Si la société Lorine conteste la signification de ces actes et la procédure d’expulsion engagée par le bailleur, elle ne conteste pas sa dette de loyers. En conséquence, il n’y a pas lieu d’accueillir la demande de sursis à statuer dans l’attente d’une décision dans la procédure en inscription de faux qu’elle a engagée contre le commissaire de justice, par assignation du 21 octobre 2024.
De plus, la société Lorine ne justifie pas du paiement du loyer courant. Elle ne démontre pas davantage qu’elle a la capacité de poursuivre son activité et de financer une période d’observation. En effet, elle ne produit pas son bilan mais uniquement son compte de résultat établi pour la période du 1er janvier au 30 juin 2024, lequel fait apparaître un bénéfice de 7.740 euros.
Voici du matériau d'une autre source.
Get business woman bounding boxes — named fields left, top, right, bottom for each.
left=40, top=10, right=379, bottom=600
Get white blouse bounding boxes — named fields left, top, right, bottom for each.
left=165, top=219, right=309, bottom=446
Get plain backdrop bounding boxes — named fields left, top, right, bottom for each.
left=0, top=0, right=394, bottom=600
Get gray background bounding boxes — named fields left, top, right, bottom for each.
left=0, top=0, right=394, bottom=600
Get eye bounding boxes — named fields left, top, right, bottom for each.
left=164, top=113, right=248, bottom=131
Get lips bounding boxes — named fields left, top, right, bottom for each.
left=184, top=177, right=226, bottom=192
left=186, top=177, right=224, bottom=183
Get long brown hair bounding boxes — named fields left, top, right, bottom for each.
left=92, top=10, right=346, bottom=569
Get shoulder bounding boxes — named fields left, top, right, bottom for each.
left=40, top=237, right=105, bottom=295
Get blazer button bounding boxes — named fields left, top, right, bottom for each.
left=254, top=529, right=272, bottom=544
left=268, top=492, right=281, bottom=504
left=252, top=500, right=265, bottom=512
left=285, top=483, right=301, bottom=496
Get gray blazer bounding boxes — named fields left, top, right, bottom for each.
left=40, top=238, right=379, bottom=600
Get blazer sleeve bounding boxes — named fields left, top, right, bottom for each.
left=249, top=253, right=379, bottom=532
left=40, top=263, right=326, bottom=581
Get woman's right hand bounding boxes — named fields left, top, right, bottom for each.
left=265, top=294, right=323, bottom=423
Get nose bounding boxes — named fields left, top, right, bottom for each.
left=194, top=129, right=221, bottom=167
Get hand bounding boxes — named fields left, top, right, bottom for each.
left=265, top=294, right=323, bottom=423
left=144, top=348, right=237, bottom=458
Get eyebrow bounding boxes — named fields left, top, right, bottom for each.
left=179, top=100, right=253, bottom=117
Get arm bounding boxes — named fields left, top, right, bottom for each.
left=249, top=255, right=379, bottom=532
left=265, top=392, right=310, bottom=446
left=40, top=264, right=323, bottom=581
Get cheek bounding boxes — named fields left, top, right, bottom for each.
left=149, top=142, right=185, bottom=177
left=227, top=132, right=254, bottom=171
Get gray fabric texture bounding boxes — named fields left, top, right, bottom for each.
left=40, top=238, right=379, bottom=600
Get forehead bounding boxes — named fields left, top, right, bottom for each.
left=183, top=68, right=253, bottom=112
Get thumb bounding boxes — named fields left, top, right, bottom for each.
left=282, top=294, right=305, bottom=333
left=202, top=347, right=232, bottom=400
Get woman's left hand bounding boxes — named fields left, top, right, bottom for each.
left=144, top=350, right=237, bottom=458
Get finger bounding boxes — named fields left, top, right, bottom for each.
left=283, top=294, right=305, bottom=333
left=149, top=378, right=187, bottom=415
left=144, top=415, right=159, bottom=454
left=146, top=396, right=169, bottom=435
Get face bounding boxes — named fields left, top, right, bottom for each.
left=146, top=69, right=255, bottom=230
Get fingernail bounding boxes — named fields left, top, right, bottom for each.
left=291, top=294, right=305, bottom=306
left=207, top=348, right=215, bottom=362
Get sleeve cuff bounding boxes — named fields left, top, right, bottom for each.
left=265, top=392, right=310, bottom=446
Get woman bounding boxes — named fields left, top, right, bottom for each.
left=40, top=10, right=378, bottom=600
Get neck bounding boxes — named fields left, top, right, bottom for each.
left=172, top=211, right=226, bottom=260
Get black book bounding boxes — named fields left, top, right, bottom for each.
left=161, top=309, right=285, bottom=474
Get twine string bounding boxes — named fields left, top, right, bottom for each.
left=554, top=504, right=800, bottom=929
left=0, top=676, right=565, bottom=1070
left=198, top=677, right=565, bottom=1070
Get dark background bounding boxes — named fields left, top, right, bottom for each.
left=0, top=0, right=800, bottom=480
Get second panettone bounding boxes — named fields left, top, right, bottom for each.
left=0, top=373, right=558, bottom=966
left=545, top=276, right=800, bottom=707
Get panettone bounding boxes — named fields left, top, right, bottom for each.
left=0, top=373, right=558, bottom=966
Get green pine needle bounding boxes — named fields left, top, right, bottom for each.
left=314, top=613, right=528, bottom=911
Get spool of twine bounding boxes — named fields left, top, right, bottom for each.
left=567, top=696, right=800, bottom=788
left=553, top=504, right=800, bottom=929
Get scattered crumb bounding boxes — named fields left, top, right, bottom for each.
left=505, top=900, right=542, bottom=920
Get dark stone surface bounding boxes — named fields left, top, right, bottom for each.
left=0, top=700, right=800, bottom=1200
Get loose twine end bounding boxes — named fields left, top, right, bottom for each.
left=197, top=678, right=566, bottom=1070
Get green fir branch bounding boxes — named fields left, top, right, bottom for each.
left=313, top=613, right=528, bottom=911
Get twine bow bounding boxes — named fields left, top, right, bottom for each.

Elle ne justifie pas de l’état de sa trésorerie et ne fait état d’aucun prévisionnel d’exploitation ni plan d’apurement du passif.
Dès lors, au vu de l’ensemble de ces éléments qui établissent l’absence de possibilité sérieuse de redressement et d’apurement du passif, il convient de confirmer le jugement en ce qu’il prononce la conversion du redressement judiciaire en liquidation.
Sur les dépens et l’article 700 du code de procédure civile
Les dépens d’appel seront tirés en frais privilégiés de la procédure collective.
PAR CES MOTIFS
La cour, statuant publiquement et par décision réputée contradictoire,
Rejette la demande de sursis à statuer ;
Confirme le jugement déféré, en toutes ses dispositions ;
Y ajoutant,
Dit que les dépens d’appel seront tirés en frais privilégiés de la procédure collective.